I’m feeling fairly lost and miserable as of late and I’ve spent a long time now trying to unpack the thoughts in my head. I don’t really know how to describe it, but I feel like if you divided up my life into pieces, only one of those pieces seems to have anything good happening at all. That one piece is my school - I am studying for my Ph.D. and, so far, things have been going fairly well. Everything else has not.
I’ve had a few friends over the years take their own lives, my parents are divorced, a lot of my friends either moved away or went off the deep end years ago. In terms of friendships and relationships, I’m pretty much alone. Tried to get involved with my local church, didn’t really connect with anyone over the last year or so. Hard to connect with anyone in my academic program, our similarities begin and end with classes and research and that’s it. I chat with my parents weekly over the phone but after all of the hell they’ve had to deal with, I can’t bring myself to tell them that I’m not doing alright.

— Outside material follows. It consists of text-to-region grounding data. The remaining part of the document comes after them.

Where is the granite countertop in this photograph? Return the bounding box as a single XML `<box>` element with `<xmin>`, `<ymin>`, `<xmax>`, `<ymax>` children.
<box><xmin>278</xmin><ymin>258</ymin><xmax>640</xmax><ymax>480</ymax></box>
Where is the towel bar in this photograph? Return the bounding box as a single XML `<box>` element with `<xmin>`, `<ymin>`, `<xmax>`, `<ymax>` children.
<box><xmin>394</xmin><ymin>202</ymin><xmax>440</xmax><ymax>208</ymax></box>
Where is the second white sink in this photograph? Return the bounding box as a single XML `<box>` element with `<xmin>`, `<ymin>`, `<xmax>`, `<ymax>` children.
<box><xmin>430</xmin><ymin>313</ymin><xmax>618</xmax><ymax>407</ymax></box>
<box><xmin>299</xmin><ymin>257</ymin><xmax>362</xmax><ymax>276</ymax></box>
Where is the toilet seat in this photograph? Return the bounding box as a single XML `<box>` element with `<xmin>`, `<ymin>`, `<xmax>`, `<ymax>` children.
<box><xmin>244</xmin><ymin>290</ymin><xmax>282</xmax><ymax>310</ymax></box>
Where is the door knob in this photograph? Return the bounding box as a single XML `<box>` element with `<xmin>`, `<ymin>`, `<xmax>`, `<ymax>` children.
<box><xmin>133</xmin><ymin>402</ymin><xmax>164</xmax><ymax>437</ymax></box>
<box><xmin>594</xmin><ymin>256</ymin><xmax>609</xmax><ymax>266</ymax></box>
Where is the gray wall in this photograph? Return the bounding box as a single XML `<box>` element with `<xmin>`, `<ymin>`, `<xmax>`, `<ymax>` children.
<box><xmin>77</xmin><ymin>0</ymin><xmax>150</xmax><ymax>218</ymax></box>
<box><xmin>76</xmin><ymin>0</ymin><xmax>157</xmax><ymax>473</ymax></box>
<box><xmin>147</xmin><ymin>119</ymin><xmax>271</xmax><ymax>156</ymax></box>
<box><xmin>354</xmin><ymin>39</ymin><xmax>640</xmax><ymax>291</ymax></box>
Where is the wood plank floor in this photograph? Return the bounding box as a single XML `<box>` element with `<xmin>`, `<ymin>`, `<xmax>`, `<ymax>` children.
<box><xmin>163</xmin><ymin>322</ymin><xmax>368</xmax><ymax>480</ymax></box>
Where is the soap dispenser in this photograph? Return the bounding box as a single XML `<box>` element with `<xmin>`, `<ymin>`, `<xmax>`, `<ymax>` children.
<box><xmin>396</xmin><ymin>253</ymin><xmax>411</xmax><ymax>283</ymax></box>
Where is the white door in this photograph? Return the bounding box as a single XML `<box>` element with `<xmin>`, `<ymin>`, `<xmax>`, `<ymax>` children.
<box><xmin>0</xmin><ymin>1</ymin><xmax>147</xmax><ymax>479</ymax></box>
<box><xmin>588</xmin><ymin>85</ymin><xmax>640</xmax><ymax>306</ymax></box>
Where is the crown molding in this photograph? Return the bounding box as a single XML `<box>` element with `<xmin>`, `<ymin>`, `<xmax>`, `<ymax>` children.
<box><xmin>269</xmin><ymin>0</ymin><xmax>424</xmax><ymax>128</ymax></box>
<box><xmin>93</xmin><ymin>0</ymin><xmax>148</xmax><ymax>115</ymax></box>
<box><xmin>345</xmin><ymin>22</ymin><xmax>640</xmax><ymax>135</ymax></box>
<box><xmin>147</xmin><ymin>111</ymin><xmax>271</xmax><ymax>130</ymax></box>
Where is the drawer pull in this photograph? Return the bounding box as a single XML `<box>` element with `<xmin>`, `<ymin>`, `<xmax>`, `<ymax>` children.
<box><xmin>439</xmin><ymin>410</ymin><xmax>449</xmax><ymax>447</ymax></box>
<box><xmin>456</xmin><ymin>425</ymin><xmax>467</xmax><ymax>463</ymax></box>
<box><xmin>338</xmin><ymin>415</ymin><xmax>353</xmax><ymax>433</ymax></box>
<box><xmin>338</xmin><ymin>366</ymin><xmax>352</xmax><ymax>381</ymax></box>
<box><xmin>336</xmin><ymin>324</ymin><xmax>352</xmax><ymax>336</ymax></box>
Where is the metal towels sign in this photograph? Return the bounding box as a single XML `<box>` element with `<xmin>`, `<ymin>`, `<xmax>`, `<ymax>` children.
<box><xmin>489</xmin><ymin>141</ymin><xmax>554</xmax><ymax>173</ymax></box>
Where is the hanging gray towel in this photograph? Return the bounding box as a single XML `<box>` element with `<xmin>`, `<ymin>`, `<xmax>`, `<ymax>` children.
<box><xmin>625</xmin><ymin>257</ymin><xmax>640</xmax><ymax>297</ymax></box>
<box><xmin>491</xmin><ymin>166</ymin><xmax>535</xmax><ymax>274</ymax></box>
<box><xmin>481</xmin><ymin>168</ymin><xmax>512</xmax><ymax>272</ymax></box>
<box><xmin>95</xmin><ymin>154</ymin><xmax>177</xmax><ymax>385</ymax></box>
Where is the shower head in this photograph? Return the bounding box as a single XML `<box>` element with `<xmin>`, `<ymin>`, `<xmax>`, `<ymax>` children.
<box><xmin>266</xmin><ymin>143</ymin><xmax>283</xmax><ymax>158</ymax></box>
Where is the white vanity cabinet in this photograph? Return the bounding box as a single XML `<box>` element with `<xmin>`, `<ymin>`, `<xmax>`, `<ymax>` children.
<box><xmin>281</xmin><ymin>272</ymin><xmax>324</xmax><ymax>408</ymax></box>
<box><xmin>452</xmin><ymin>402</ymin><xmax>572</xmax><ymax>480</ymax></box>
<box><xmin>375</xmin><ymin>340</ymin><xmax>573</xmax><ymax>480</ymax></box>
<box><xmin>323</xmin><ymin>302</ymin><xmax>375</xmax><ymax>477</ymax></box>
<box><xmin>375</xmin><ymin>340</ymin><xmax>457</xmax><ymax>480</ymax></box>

Worse, I’m perpetually tired, distracted, demotivated, and lost in my own head. It’s becoming harder and harder to focus on coursework, day-to-day tasks, and staying in that mindset. I’d like to think I’m getting better at limiting social media use, but I haven’t seen any dramatic changes in mood or focus so I don’t know. I spent a lot of time chatting with online friends, but even that is starting to cut into time I should be working.
Maybe I’m depressed, maybe I have an attention deficit disorder, maybe I’m past my breaking point, I just don’t know. I do know that I’m not focused, I battle with lust and inappropriate content across social media, I feel like my mood is affecting my health and/or vice versa, and I feel like I’m just in a downhill spiral.

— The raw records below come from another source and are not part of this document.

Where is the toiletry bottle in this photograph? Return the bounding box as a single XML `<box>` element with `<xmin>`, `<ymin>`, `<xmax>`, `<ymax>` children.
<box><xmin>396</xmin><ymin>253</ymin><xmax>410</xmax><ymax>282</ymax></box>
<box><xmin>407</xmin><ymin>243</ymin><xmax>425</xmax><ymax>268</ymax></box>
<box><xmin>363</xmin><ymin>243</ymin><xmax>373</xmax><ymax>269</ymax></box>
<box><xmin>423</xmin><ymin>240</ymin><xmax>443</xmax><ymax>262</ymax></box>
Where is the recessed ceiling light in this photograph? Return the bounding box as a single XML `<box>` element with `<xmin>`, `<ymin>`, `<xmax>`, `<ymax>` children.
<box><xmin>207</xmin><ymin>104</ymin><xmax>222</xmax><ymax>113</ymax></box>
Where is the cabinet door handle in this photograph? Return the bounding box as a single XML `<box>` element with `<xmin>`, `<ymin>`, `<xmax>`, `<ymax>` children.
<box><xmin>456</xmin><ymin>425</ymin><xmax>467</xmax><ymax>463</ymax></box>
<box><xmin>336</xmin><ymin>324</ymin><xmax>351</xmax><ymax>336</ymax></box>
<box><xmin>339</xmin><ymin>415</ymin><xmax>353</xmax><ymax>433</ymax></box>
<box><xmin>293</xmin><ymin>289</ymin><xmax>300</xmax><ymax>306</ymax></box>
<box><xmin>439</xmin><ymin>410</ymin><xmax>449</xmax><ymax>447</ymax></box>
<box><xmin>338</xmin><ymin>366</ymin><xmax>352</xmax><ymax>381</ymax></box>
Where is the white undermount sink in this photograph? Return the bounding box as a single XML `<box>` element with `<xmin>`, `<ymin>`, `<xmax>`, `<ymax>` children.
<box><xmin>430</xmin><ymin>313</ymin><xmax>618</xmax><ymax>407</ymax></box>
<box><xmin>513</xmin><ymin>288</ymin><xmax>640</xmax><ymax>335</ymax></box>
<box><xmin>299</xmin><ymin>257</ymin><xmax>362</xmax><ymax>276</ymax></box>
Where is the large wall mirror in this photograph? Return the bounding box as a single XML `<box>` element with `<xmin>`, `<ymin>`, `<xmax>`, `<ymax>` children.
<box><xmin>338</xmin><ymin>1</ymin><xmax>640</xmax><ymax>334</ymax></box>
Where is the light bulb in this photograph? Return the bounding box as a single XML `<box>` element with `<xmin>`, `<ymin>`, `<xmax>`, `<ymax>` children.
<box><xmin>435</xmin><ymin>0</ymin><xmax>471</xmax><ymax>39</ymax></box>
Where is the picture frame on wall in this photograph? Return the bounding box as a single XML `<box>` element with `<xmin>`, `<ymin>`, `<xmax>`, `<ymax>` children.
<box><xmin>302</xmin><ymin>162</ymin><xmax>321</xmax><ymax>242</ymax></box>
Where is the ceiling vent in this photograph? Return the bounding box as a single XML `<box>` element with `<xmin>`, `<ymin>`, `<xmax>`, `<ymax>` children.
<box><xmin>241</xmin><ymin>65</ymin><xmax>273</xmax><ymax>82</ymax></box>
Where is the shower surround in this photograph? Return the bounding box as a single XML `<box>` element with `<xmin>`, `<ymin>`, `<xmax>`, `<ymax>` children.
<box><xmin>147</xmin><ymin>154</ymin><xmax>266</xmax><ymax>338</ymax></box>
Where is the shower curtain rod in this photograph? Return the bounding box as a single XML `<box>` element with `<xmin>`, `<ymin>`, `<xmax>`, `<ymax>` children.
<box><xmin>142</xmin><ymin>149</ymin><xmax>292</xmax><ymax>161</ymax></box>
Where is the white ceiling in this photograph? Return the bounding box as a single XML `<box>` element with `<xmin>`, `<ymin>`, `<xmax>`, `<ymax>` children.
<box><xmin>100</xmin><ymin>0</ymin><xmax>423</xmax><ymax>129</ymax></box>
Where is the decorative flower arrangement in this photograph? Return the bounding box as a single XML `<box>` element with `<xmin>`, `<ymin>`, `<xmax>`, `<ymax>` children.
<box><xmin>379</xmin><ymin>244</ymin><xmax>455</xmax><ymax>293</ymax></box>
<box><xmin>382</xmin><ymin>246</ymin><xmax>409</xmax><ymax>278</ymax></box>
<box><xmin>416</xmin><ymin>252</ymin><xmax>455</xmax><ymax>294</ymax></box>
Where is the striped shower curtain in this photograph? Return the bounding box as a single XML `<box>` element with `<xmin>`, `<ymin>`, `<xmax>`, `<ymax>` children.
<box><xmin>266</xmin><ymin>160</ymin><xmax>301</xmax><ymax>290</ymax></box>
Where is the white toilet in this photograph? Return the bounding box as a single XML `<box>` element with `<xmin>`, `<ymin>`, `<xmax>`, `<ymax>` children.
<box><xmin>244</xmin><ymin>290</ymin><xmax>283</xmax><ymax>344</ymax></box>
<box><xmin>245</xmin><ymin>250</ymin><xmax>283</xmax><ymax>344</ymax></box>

I should mention that I am a believer in Jesus Christ and while I trust that He will one day make all things right, I have a hard time accepting, from here until the day I die and go to be with Him, that anything in this life has any hope of getting better. Verses about how He gives and takes away, and how we will have trouble in this world make me wish He’d just stop giving already so the taking-away part would hurt a whole lot less in comparison. At this point I’m just trying to focus on school and shove all the other crap aside, as unhealthy as I know that is. It’s the only way I know to keep my sanity. I’ll settle for even just one small thing changing, if it means I can get out of this cycle.